Error Codes

Parse errors that JustHTML can detect and report.

Collecting Errors

By default, JustHTML silently recovers from errors (like browsers do). To collect errors:

from justhtml import JustHTML

doc = JustHTML("<p>Hello", collect_errors=True)
for error in doc.errors:
    print(f"{error.line}:{error.column} - {error.category}:{error.code}")

doc.errors is ordered by source position (line, column), with unknown positions (if any) appearing last.

Error Categories

Each error has a category field:

tokenizer: lexical/tokenization errors
treebuilder: tree construction (structure) errors
security: sanitizer findings (only when you opt in via unsafe_handling="collect")

Strict Mode

To reject malformed HTML entirely:

from justhtml import JustHTML, StrictModeError

try:
    doc = JustHTML("<p>Hello", strict=True)
except StrictModeError as e:
    print(e)  # Shows source location

In strict mode, JustHTML raises on the earliest error by source position.

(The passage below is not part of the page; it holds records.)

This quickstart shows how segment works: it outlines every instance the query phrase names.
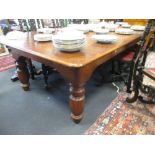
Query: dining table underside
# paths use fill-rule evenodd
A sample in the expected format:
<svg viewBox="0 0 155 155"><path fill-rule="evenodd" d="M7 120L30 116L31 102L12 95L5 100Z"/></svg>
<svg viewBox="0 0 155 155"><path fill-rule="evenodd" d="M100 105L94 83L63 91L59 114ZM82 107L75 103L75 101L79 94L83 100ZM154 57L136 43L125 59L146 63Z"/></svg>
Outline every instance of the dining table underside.
<svg viewBox="0 0 155 155"><path fill-rule="evenodd" d="M94 33L86 35L86 46L79 52L69 53L57 50L52 42L34 41L35 32L27 33L27 37L20 40L8 40L0 37L0 43L12 48L16 59L18 77L24 90L29 90L29 70L27 60L31 59L55 68L64 79L69 82L69 105L71 118L79 123L83 118L85 103L85 84L94 70L104 62L117 56L129 47L135 45L141 33L132 35L119 35L118 41L113 44L101 44L91 37Z"/></svg>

Error Locations (Line/Column)

JustHTML reports a source location for each parse error as a best-effort pointer to where the parser detected the problem in the input stream.

Coordinates are 1-based: the first character in the input is (line=1, column=1).
Tokenizer-detected character errors (for example unexpected-null-character) should point at the exact offending character within the input, even if that character is emitted as part of a larger run of text.
Tree-builder (structure) errors are associated with the token that triggered the error.
- In practice this usually means the error points at (or near) the triggering token location, because the tree builder operates on tokens rather than individual characters.
- When available, JustHTML will highlight the full triggering tag range.
EOF-related errors point to the end-of-input position where the parser realized it could not continue.

This means error locations are not universally “at the beginning” or “at the end” of a token: character-level errors point at the character, while token-level (tree builder) errors generally point at the triggering token’s start.

Node Locations (Optional)

Sometimes you want a source location for a node, not just for parse errors.

For performance reasons, node locations are disabled by default. To enable them, pass track_node_locations=True when parsing:

from justhtml import JustHTML

doc = JustHTML("<p>hi</p>", track_node_locations=True)
p = doc.query("p")[0]

print(p.origin_location)  # (1, 1)
print(p.origin_line)      # 1
print(p.origin_col)       # 1
print(p.origin_offset)    # 0 (0-indexed)

Each node exposes best-effort origin metadata:

origin_location -> (line, col) | None (both 1-indexed)
origin_line -> int | None (1-indexed)
origin_col -> int | None (1-indexed)
origin_offset -> int | None (0-indexed offset into the input)

Notes:

If track_node_locations=False (default), these are typically None.
Locations are best-effort. When the tree builder creates or moves nodes as part of error recovery, the reported origin is the location of the token that created the node (or the closest available source position).
Enabling node tracking adds overhead. If you only need error locations, prefer collect_errors=True / strict=True.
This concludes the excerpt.